Columbia's Crescent property, an undeveloped tract of land south of The Mall in Columbia that's slated to become a cityscape similar in feel to Montgomery County's Bethesda Row, came one step closer to breaking ground Thursday night.
With a unanimous vote, Howard County's Planning Board approved the project's final development plan, an outline of what the neighborhood will become.
Plans for the Crescent -- a half moon-shaped piece of property cradling downtown Columbia's Merriweather Post Pavilion and Symphony Woods, and bounded by Route 29 to the east, Broken Land Parkway to the west and Little Patuxent Parkway to the north -- include major residential, retail and office developments.
The approved outline proposes 2,300 residences; a 250-room hotel; 1.475 million square feet of office space; 313,000 square feet of retail and 225,000 square feet of civic and cultural uses spread throughout four development areas on the property.

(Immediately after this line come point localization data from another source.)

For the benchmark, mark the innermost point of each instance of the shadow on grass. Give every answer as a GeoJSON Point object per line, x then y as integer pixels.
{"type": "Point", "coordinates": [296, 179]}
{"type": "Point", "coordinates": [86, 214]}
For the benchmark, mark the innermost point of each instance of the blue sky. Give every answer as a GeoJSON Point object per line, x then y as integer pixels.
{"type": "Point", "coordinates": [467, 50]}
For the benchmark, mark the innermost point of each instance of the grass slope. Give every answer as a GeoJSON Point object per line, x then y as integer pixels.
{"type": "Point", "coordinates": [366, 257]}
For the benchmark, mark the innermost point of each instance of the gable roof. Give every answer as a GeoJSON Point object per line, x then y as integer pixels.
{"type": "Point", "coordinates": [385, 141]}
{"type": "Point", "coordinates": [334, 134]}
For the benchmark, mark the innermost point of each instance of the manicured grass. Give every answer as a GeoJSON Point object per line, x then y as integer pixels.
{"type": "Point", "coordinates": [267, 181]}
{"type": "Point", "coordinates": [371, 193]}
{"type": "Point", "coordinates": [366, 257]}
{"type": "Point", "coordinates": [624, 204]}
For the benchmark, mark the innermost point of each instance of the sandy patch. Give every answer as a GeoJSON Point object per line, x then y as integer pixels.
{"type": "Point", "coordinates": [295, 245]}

Renderings show a vibrant neighborhood with a decidedly urban feel: Building heights in the Crescent will range from seven to 20 stories, with most in the 15- to 20-story range.

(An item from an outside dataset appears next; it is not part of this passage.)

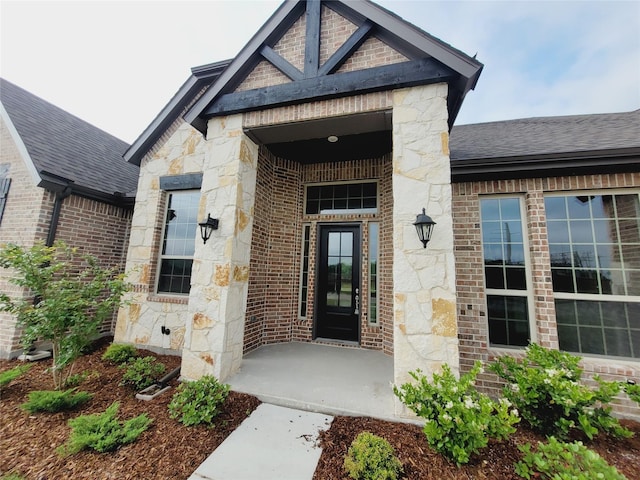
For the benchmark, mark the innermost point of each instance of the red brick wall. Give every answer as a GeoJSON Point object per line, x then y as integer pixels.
{"type": "Point", "coordinates": [95, 227]}
{"type": "Point", "coordinates": [472, 312]}
{"type": "Point", "coordinates": [273, 299]}
{"type": "Point", "coordinates": [98, 229]}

The 68-acre development will include a new road linking the Crescent neighborhood to the Merriweather-Symphony Woods neighborhood, as well as an extension of Hickory Ridge Road and a new north-south connector road linking Broken Land Parkway with Little Patuxent Parkway east of Merriweather.
"This is an exciting moment for us, for the county and anyone who wants to see the downtown Columbia plan happen," Greg Fitchitt, vice president of the Howard Hughes Corp., which is developing the Crescent property and other projects in downtown Columbia, told Planning Board members before their vote.

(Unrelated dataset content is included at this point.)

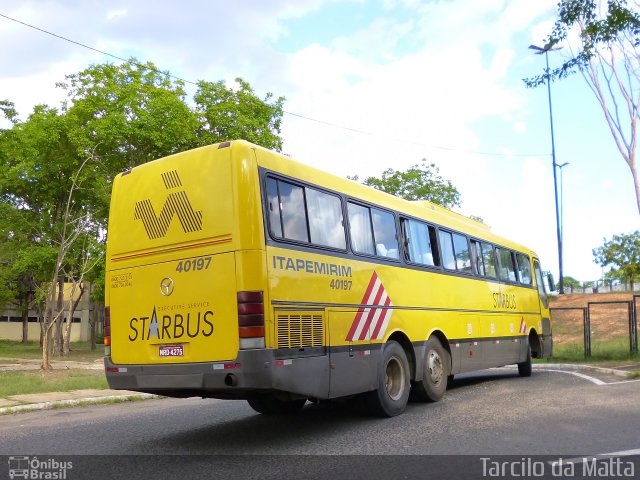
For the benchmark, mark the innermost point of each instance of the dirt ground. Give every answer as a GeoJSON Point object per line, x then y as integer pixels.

Fitchitt said the Crescent development's approval would "unlock the biggest chunk of development in Columbia" and would help attract potential tenants.
With Thursday night's Planning Board vote, the project is about halfway through a rigorous 16-step vetting process that has included community input. Last spring, some 75 residents turned out for a presubmission community meeting to see plans for the project. While reception for the Crescent was generally positive, some have expressed concern about the scale of the buildings and the likelihood of an increase in traffic.
Thursday, only one member of the public came to testify during the 3 1/2-hour-long meeting, which included presentations from multiple experts employed by Howard Hughes.
Joan Lancos, a resident of the neighboring Village of Hickory Ridge, shared testimony from the Hickory Ridge Village Board as well as some thoughts of her own.
Hickory Ridge Village Board members had concerns about the traffic generated by the project, according to Lancos.
"The Hickory Ridge Village Board's primary concern is maintaining quality of life for Hickory Ridge residents as the Crescent is developed," she said.
Lancos said she has been waiting for the Crescent project to begin since she moved to Hickory Ridge in 1981. She shared the village board's concerns about traffic and encouraged Howard Hughes to minimize surface parking in the neighborhood.
"Surface parking is suburban design and has no place" in the Crescent, she said.
The next step for Howard Hughes is to submit specific site development plans for the project, according to Marsha McLaughlin, director of the county's Department of Planning and Zoning.
A pre-submission community meeting for Parcel A of the Crescent, which would contain the hotel; 25,000 square feet of retail and restaurants; and 600,000 square feet of office space, is set for March 26 at 6:30 p.m. in the Oakland Manor Ballroom.
Editor's note: This story has been updated to correct an earlier version that incorrectly identified the street to be extended by the Crescent development.